Cambia il governo, vengono eletti sempre 915 parlamentari, e si riparte col balletto: riunioni, accordi, tensioni. Ma la riforma non va in porto. Il 18 gennaio 2007 il democratico Vannino Chiti incontra il leghista Roberto Maroni per cercare un punto di contatto sulla legge elettorale che – neanche a dirlo – portava con sé l’ipotesi di un taglio al numero degli eletti. Nella bozza Chiti erano previsti di nuovo 600 parlamentari, 400 deputati e 200 senatori.

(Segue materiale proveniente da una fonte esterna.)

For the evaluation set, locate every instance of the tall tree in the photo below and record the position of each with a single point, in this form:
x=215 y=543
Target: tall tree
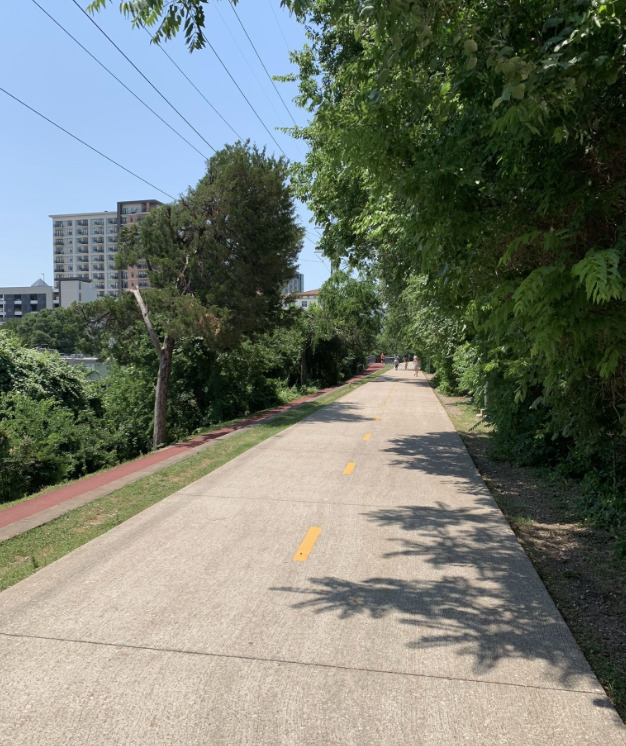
x=217 y=259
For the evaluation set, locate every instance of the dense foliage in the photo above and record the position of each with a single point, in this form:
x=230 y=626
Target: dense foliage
x=57 y=424
x=476 y=154
x=217 y=259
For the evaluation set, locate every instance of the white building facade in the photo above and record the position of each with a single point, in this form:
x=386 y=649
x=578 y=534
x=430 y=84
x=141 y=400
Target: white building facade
x=85 y=246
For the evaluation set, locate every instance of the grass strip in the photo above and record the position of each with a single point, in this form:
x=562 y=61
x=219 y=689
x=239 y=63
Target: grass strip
x=24 y=554
x=576 y=561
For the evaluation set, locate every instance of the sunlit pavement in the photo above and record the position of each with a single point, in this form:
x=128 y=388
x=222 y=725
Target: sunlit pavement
x=349 y=581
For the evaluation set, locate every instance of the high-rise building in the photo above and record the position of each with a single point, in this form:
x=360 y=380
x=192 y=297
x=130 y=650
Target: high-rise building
x=295 y=285
x=85 y=247
x=16 y=302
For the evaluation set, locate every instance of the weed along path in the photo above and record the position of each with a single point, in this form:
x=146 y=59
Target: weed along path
x=43 y=508
x=347 y=581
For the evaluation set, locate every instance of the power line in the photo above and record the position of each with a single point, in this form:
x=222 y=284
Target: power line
x=243 y=56
x=95 y=150
x=193 y=85
x=167 y=101
x=212 y=48
x=232 y=7
x=269 y=2
x=104 y=67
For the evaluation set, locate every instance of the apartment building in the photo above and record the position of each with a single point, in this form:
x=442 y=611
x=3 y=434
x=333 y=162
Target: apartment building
x=85 y=246
x=295 y=285
x=16 y=302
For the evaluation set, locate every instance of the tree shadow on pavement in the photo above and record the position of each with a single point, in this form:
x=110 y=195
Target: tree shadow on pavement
x=438 y=453
x=337 y=412
x=480 y=599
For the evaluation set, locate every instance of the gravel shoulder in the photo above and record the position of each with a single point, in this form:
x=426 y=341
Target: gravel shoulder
x=576 y=561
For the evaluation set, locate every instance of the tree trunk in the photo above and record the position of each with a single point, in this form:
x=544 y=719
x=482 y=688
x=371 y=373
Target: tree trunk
x=160 y=400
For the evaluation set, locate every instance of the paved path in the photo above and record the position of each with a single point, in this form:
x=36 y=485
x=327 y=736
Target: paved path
x=44 y=508
x=416 y=618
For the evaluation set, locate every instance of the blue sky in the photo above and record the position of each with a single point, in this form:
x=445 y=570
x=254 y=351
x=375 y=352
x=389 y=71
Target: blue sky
x=45 y=172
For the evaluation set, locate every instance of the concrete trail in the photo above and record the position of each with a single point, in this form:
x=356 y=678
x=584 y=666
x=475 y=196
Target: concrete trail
x=218 y=617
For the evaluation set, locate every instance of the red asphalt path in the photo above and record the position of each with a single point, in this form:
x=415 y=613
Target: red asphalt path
x=60 y=495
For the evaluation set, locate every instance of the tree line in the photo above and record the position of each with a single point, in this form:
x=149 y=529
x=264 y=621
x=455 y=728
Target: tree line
x=210 y=341
x=473 y=156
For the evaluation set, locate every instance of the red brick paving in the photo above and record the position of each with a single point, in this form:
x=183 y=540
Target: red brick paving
x=60 y=495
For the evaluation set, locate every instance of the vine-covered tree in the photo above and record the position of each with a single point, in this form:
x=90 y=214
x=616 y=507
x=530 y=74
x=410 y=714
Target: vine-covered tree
x=217 y=259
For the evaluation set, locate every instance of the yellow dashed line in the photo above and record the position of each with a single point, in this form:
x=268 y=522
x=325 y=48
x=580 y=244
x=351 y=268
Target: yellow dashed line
x=308 y=543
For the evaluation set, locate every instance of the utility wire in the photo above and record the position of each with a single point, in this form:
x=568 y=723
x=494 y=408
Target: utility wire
x=192 y=84
x=104 y=67
x=232 y=7
x=95 y=150
x=269 y=2
x=243 y=56
x=212 y=48
x=171 y=105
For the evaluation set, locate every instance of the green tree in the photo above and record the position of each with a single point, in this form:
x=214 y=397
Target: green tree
x=217 y=259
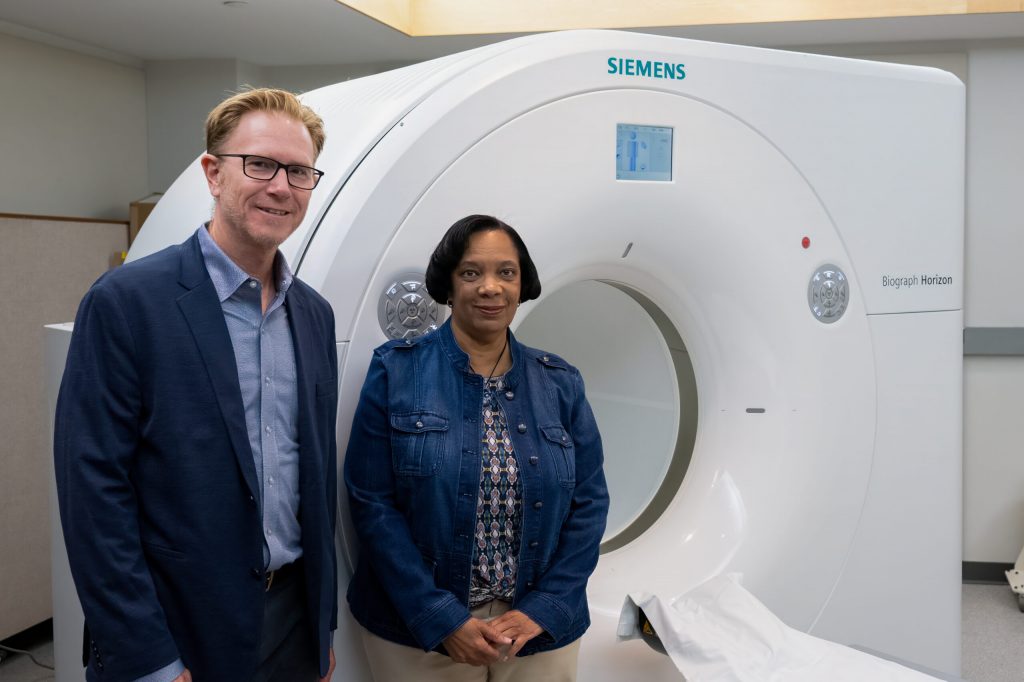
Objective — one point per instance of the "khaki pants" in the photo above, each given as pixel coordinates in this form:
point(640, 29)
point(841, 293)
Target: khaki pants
point(396, 663)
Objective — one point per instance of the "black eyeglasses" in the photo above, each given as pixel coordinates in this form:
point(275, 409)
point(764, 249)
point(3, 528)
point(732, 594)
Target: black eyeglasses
point(261, 168)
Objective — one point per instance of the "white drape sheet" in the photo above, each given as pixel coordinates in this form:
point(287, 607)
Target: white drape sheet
point(719, 632)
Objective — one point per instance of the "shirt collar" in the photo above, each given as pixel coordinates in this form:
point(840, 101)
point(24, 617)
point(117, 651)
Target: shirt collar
point(225, 273)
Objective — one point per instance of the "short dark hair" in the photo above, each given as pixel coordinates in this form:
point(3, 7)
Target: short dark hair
point(451, 249)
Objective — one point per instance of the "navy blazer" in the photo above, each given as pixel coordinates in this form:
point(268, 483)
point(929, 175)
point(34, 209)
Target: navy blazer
point(156, 480)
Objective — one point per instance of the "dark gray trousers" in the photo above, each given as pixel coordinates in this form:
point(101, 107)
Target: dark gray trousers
point(288, 648)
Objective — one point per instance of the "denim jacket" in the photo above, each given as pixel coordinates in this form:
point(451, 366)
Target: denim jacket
point(413, 472)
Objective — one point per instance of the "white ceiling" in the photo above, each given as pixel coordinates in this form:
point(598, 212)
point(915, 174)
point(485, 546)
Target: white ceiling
point(322, 32)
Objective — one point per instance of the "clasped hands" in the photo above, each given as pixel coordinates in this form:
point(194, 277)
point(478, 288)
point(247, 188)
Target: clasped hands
point(483, 642)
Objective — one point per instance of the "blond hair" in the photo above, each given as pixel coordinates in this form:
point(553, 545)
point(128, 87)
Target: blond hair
point(224, 118)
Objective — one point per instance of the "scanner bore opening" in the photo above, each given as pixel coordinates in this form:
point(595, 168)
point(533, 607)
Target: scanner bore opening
point(640, 384)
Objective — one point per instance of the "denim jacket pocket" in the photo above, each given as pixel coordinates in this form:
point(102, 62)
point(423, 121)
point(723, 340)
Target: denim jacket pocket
point(417, 442)
point(559, 443)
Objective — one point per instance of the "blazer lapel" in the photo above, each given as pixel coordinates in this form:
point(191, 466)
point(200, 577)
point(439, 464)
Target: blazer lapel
point(201, 307)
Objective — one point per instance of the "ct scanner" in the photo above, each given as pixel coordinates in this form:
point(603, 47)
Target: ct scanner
point(756, 259)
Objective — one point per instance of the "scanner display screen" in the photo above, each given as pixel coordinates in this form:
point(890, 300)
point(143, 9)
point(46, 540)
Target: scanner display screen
point(643, 153)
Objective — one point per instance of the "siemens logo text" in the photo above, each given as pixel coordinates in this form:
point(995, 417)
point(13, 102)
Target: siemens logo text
point(646, 69)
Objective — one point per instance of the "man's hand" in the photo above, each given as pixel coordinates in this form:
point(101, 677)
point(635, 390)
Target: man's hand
point(330, 670)
point(518, 627)
point(476, 643)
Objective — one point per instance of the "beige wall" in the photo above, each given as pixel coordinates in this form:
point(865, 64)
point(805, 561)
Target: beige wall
point(41, 285)
point(73, 132)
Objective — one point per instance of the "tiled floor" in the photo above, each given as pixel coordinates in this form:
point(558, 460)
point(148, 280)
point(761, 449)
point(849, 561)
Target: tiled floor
point(18, 668)
point(993, 641)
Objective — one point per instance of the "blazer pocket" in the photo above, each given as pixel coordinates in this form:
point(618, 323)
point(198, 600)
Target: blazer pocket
point(559, 444)
point(163, 551)
point(417, 442)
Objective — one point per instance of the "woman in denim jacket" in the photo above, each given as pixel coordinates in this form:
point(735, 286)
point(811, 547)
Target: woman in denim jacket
point(475, 481)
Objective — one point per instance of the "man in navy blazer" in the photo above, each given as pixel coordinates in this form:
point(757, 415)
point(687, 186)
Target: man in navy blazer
point(195, 437)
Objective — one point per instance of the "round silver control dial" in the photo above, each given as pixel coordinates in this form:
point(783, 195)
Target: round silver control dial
point(406, 310)
point(827, 294)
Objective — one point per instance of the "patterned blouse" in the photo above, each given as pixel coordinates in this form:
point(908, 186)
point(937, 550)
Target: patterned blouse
point(499, 507)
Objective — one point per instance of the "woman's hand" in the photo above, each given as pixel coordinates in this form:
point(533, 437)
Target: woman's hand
point(476, 643)
point(518, 627)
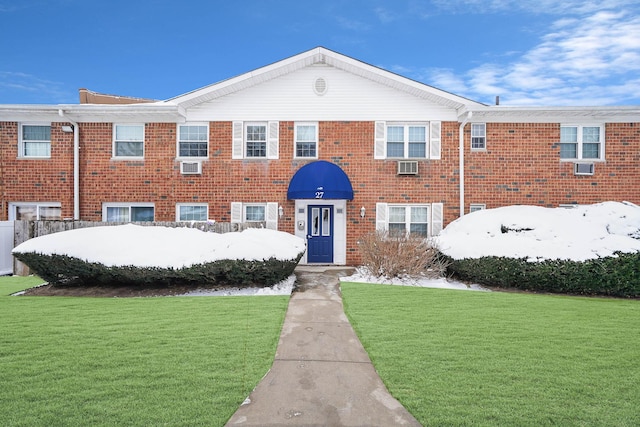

I ministri dell’allora governo Prodi non perdono tempo per elogiare l’iniziativa: “Il governo si impegna in Parlamento per la riduzione del numero dei parlamentari” dichiara Linda Lanzillotta il 13 luglio 2007. “È un segnale positivo e giusto” sostiene Alfonso Pecoraro Scanio il 4 ottobre. E nel frattempo anche l’allora presidente della Camera, Fausto Bertinotti, aveva benedetto l’ipotesi. Che alla fine è rimasta tale. Dopo la nascita del Partito democratico, il nuovo segretario Walter Veltroni non perde occasione per ribadire l’importanza della riforma, ma il progetto non decolla. Rosy Bindi il 4 aprile 2008 parla del taglio dei rappresentanti come una modifica “chirurgica” da fare alla Costituzione. Non avverrà. Cambierà di nuovo governo, gli eletti saranno ancora 915 e il primo a pronunciarsi sarà il presidente dei senatori del Pdl, Maurizio Gasparri, auspicando “meno parlamentari”. Per Mariastella Gelmini “meno quantità non è meno qualità”. Allora perché non ci si riesce?

Tocca a Pier Luigi Bersani diventato segretario del Pd: “Occupiamoci di cose serie, come la riduzione del numero dei parlamentari”. Forse non lo erano abbastanza. L’8 aprile 2010 di nuovo Maroni sentenzia: “Se non faremo le riforme in 3 anni avremo fallito”. Missione compiuta. Il 9 maggio 2011 Berlusconi sostiene che “siamo l’unico paese al mondo con 1000 parlamentari”, e Anna Finocchiaro assicura che “il dimezzamento ci sarà entro settembre” (sempre del 2010…). Il 9 settembre 2011 il Senato stava esaminando 6 ddl costituzionali. Dieci giorni dopo c’era un’intesa per 450 deputati e 250 senatori. Ancora niente.

Il resto è cronaca delle ultime ore: un accordo ABC (Alfano, Bersani e Casini) sulla legge elettorale che prevede anche una serie di riforme costituzionali, compreso un taglio dei parlamentari al ribasso (500 e 250), che già scricchiola. Perché nei partiti maggiori sono in molti a rifiutare l’intesa. “É necessario che Alfano convochi il partito per discutere su un argomento vitale per la politica e per il Paese – ha dichiarato il senatore del Pdl Altero Matteoli – senza una sintesi le conseguenze possano essere gravissime”. Come quelle previste per il Pd da Arturo Parisi: “Il vertice del Pd, ovvero Violante per conto di D’Alema e Bersani, hanno intrapreso questo viaggio a ritroso, hanno fatto l’accordo con gli altri e poi lo sottoporranno all’assemblea a cosa fatta. Mi chiedo se i dirigenti non debbano tornare ai loro vecchi partiti. L’accordo è un imbroglio, perché la maggior parte degli eletti sarà scelto dalle segreterie dei partiti, questo è un porcellinum”. Ma anche i partiti minori non ci stanno. “Se la riforma della legge elettorale sarà quella che si legge sui giornali, ci sarà una reazione durissima, innanzitutto contro il Pd” ha minacciato Nichi Vendola. Se finirà come tutte le volte negli ultimi dieci anni, il leader di Sel può dormire sonni tranquilli.